I need to rely on others besides just myself. In order to hire others, I'll need to create a scalable business model that actually works. I'm still trying to figure out what that will look like, but all I know is I want to open it up to everyone rich or poor. It will be difficult, but I am driven by that dream, so if you believe in that dream also, I invite you to roll up your sleeves and come help build an international music academy with me! Feel free to contact me if you'd like to volunteer to help. What about my piano playing you ask? Well, I've still got tendonitis, and it doesn't look like it's ever going to be fully healed, but that's ok. I've accepted that I will probably never play piano to the level I once did, but I've got new dreams to build towards and hearing the stories of you all following your passion inspires me and brings me the joy I need to keep going!
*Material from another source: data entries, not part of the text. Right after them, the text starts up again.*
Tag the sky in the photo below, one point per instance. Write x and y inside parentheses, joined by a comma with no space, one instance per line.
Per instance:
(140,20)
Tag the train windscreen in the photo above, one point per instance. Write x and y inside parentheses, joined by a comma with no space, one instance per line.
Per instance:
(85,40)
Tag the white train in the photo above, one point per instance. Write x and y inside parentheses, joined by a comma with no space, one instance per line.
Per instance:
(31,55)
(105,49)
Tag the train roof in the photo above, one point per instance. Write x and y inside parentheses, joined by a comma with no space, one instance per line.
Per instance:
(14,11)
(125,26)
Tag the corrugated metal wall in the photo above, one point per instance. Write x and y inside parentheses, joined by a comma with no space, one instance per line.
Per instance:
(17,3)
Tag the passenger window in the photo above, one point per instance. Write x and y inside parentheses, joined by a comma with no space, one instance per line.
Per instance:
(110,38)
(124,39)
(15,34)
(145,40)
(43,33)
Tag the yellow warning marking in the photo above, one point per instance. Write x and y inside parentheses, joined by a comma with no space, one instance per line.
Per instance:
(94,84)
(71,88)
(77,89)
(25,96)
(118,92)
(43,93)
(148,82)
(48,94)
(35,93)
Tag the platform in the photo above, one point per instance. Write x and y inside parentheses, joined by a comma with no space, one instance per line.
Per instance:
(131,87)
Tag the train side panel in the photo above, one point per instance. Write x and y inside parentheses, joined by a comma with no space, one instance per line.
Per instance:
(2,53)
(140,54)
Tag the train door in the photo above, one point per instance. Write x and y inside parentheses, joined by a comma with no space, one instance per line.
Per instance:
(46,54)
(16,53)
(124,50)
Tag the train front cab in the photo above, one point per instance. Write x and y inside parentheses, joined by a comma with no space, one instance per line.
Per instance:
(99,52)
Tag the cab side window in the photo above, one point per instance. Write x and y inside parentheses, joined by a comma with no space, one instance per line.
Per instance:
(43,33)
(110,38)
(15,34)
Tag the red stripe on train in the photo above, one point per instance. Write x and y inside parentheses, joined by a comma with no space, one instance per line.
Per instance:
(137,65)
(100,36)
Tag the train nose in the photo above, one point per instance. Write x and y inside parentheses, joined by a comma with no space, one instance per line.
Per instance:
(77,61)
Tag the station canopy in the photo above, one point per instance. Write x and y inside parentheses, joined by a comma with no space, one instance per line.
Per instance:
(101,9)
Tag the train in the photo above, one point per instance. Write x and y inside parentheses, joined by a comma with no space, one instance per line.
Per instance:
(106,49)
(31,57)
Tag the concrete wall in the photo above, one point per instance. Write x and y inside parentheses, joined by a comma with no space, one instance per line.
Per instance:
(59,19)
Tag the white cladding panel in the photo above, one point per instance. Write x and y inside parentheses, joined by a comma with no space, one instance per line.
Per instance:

I've learned to be much more happy serving others rather than serving myself.
My own family have been my biggest supporters and I love them so much! My Mom Susan, my Dad Lawrence, my Brother Joshua, my Wife Lovely and now our two children Leon and Orianna, are all such a big part of my life. They've helped and encouraged me each day and I owe them so much.
Lastly and most of all, I want to express my thankfulness to God for everything. I'm so thankful for my life and your life also!
Thank you so much for your support, and together let's make this world a better place together!